Alfaxalone is a neuroactive steroid used as a general anaesthetic in several species including dogs, cats, rabbits and ferrets. It has a wide margin of safety and a similar anaesthetic profile to propofol. To increase its aqueous solubility, a new formulation with cyclodextrins has been marketed recently. The objective of this study was to evaluate the anaesthetic effect of several doses of alfaxalone alone, considering differences between sexes, and alfaxalone combined with dexmedetomidine and fentanyl in the rat administered by the intraperitoneal route.
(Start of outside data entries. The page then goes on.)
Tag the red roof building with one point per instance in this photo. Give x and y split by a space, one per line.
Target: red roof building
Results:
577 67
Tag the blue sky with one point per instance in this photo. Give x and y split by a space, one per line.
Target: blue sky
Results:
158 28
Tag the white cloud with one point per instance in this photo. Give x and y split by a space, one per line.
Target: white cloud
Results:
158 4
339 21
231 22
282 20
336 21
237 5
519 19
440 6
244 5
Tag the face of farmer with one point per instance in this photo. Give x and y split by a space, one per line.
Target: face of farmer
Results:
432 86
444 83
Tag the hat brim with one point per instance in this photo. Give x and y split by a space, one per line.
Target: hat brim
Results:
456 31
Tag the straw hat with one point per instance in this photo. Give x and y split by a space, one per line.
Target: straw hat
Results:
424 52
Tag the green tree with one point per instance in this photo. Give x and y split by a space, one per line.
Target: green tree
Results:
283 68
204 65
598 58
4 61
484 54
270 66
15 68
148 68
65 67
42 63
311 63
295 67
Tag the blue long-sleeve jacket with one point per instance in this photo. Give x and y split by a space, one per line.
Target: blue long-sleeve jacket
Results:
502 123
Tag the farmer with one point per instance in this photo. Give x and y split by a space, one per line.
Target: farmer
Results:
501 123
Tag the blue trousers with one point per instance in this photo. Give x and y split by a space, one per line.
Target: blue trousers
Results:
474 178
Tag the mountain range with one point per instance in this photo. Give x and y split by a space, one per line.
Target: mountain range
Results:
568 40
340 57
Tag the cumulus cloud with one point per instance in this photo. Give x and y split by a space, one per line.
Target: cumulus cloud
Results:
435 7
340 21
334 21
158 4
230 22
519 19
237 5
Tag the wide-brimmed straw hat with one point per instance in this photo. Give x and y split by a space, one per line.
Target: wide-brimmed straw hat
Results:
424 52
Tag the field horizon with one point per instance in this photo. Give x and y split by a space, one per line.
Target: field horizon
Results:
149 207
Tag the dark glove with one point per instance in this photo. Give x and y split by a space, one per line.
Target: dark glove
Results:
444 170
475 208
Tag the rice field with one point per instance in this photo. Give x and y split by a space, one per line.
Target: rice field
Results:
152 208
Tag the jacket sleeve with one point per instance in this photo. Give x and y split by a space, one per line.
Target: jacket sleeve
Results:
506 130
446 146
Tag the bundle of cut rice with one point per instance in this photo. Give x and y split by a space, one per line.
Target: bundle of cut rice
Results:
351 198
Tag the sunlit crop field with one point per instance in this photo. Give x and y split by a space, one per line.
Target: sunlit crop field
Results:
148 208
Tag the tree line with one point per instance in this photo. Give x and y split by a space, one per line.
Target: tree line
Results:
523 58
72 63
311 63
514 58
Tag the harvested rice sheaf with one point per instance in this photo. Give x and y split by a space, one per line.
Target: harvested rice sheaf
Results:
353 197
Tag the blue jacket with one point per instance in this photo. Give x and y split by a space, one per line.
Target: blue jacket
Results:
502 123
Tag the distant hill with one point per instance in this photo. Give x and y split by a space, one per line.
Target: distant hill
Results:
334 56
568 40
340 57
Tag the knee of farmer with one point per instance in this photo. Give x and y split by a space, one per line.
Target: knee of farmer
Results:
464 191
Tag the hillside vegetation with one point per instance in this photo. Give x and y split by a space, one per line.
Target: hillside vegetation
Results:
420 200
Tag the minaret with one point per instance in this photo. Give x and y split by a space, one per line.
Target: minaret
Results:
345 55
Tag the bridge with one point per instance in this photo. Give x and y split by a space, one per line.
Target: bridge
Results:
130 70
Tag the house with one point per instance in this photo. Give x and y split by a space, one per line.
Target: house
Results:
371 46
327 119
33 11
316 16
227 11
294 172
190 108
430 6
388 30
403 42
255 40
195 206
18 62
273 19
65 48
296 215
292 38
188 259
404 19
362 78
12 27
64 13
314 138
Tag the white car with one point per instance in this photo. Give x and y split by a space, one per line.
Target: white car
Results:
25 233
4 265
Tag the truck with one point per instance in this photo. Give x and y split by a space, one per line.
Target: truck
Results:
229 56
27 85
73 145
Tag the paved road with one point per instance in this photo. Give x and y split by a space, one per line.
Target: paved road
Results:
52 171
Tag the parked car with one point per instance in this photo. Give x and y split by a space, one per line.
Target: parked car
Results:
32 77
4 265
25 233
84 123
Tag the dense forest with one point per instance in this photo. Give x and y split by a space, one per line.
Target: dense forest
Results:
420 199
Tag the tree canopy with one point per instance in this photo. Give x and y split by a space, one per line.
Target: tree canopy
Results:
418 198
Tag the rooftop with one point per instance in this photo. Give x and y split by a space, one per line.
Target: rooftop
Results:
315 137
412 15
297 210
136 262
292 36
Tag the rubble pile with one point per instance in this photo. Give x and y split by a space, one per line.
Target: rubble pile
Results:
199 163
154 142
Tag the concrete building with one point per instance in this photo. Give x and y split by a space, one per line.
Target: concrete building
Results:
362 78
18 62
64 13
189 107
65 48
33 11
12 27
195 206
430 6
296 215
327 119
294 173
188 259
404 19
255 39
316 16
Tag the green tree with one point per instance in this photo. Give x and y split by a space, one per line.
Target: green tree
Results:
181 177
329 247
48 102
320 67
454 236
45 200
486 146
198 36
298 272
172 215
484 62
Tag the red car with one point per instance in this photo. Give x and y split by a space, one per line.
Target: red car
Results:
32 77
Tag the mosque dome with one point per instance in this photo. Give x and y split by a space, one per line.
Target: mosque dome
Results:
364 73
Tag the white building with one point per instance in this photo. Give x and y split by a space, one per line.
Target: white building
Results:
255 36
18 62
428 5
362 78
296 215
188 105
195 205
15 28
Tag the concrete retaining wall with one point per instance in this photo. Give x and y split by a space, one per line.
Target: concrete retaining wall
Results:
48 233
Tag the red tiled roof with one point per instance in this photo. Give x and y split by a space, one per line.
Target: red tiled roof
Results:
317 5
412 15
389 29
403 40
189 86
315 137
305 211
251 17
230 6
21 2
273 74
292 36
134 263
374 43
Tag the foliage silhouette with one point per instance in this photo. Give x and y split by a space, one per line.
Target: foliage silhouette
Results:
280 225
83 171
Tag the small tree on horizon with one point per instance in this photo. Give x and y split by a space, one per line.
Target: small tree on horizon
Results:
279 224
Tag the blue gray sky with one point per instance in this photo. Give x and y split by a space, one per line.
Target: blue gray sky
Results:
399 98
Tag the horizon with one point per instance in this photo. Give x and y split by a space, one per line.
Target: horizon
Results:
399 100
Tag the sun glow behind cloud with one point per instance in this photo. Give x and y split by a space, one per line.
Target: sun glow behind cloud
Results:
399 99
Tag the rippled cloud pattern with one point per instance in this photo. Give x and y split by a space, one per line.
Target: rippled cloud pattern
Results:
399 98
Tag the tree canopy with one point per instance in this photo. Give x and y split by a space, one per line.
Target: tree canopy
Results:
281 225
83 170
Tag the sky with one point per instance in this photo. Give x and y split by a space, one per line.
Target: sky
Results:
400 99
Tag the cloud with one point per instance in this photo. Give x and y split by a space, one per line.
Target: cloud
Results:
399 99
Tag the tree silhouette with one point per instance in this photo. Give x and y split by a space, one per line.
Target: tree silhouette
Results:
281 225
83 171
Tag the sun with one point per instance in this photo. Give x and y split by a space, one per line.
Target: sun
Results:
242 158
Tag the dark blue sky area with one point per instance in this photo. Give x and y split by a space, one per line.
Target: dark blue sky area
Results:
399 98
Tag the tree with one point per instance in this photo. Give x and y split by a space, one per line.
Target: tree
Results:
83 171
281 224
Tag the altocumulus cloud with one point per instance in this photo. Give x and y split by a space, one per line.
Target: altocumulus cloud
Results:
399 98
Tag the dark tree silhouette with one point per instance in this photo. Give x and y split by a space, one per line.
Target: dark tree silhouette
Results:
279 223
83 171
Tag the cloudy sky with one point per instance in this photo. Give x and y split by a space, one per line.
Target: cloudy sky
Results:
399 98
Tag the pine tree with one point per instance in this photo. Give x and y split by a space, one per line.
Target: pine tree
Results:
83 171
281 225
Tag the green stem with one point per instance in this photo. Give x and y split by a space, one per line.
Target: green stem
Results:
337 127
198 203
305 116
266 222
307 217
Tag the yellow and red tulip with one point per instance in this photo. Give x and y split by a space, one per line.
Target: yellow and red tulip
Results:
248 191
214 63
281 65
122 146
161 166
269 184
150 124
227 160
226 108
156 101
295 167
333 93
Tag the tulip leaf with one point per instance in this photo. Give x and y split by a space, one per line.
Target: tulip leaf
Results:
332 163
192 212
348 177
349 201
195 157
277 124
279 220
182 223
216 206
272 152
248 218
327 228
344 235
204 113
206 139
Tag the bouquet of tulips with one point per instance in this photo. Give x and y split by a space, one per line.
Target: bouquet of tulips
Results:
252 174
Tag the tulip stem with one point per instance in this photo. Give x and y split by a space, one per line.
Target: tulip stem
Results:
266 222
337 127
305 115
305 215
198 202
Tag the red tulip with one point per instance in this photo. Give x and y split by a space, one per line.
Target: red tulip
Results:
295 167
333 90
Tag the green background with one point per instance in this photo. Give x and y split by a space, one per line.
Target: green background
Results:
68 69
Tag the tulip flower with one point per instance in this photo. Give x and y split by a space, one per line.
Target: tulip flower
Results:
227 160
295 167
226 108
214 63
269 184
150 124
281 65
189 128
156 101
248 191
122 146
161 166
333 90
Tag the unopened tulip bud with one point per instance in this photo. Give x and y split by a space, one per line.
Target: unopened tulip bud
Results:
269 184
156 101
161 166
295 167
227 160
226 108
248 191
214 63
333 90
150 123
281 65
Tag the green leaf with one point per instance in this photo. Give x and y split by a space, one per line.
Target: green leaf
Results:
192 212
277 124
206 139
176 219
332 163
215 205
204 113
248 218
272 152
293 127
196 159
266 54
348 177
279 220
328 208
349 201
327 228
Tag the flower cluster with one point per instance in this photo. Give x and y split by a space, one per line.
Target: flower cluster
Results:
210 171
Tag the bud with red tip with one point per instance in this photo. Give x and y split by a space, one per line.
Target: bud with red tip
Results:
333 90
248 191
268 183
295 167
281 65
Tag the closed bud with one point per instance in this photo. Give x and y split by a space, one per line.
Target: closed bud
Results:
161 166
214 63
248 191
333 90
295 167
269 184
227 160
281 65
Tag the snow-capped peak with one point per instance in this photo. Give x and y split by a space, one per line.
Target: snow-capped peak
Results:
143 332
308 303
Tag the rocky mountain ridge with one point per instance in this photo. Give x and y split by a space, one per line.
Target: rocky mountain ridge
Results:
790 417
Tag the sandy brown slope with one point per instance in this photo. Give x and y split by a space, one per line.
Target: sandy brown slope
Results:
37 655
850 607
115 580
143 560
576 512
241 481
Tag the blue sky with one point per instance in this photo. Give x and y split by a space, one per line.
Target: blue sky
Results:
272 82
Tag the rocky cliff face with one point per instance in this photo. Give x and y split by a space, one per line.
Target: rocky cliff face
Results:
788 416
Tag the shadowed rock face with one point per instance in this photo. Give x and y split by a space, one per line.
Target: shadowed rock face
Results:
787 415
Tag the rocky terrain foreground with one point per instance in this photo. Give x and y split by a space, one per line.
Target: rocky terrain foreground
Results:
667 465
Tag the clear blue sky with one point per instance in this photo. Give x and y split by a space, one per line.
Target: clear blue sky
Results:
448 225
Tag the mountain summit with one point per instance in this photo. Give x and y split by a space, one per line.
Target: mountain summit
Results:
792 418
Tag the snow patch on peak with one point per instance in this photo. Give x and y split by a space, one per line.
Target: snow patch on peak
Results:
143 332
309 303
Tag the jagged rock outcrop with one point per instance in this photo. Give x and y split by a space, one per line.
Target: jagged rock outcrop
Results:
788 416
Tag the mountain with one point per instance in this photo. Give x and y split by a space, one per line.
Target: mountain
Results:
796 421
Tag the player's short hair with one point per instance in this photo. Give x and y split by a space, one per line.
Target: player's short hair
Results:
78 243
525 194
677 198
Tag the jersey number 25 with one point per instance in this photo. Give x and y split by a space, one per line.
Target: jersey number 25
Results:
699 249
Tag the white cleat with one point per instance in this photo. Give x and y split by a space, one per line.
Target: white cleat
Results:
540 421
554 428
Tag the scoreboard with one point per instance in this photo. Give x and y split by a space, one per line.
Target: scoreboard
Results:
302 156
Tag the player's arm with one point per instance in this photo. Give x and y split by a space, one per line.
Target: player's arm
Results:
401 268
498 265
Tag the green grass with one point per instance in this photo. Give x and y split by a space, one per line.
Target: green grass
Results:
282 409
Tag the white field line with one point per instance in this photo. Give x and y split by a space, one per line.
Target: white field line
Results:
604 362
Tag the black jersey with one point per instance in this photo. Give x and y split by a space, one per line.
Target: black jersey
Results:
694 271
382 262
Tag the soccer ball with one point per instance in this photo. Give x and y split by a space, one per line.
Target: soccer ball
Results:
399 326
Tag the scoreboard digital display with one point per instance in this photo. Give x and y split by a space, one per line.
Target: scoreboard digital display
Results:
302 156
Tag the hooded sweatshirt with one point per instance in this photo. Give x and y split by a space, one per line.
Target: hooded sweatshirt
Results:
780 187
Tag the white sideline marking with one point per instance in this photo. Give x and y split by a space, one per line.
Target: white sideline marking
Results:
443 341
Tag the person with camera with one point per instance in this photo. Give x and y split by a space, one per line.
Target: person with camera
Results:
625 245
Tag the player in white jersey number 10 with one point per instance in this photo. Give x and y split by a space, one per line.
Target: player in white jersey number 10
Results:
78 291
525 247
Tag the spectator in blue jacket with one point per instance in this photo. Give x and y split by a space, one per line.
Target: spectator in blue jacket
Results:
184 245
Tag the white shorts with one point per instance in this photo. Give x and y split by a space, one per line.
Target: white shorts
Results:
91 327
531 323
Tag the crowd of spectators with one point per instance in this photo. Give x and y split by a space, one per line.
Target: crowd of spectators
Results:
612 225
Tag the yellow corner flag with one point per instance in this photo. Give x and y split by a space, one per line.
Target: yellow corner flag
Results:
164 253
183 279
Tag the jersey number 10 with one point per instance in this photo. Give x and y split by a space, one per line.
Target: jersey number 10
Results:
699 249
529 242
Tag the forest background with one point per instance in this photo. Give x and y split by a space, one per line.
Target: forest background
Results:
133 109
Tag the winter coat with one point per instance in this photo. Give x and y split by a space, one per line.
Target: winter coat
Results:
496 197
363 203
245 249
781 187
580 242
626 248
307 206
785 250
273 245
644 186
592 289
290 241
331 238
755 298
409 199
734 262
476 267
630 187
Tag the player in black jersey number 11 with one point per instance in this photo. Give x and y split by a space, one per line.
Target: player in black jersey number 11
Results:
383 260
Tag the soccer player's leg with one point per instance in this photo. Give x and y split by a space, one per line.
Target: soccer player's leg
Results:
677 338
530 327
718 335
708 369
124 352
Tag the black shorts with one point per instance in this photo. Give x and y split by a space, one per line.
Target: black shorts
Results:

A total of 40 Sprague Dawley rats, involved in three studies, were used. Firstly, 25, 35 and 45 mg kg–1 of alfaxalone alone were tested. In a second study, alfaxalone (25 mg kg–1, females; 75 mg kg–1, males) was combined with dexmedetomidine (0.05 mg kg–1). Finally, alfaxalone (20 mg kg–1, females; 60 mg kg–1, males) was combined with dexmedetomidine (0.05 mg kg–1) and fentanyl (0.1 mg kg–1). Times of onset and duration of anaesthesia, and analgesia, deemed as losing of withdrawal pedal reflex, were recorded. Alfaxalone alone produced a 2 - to 3-fold longer time of anaesthesia in females, although surgical anaesthesia was not achieved in either sex. The addition of dexmedetomidine and fentanyl to alfaxalone produced a similar time of analgesia as well as increased time of anaesthesia in both sexes. In conclusion, alfaxalone produces light anaesthesia in rats, and males required a higher dose. The combination with other sedatives or analgesics, such as dexmedetomidine or fentanyl, allows a more prolonged anaesthesia with analgesic effects, potentially suitable for invasive procedures.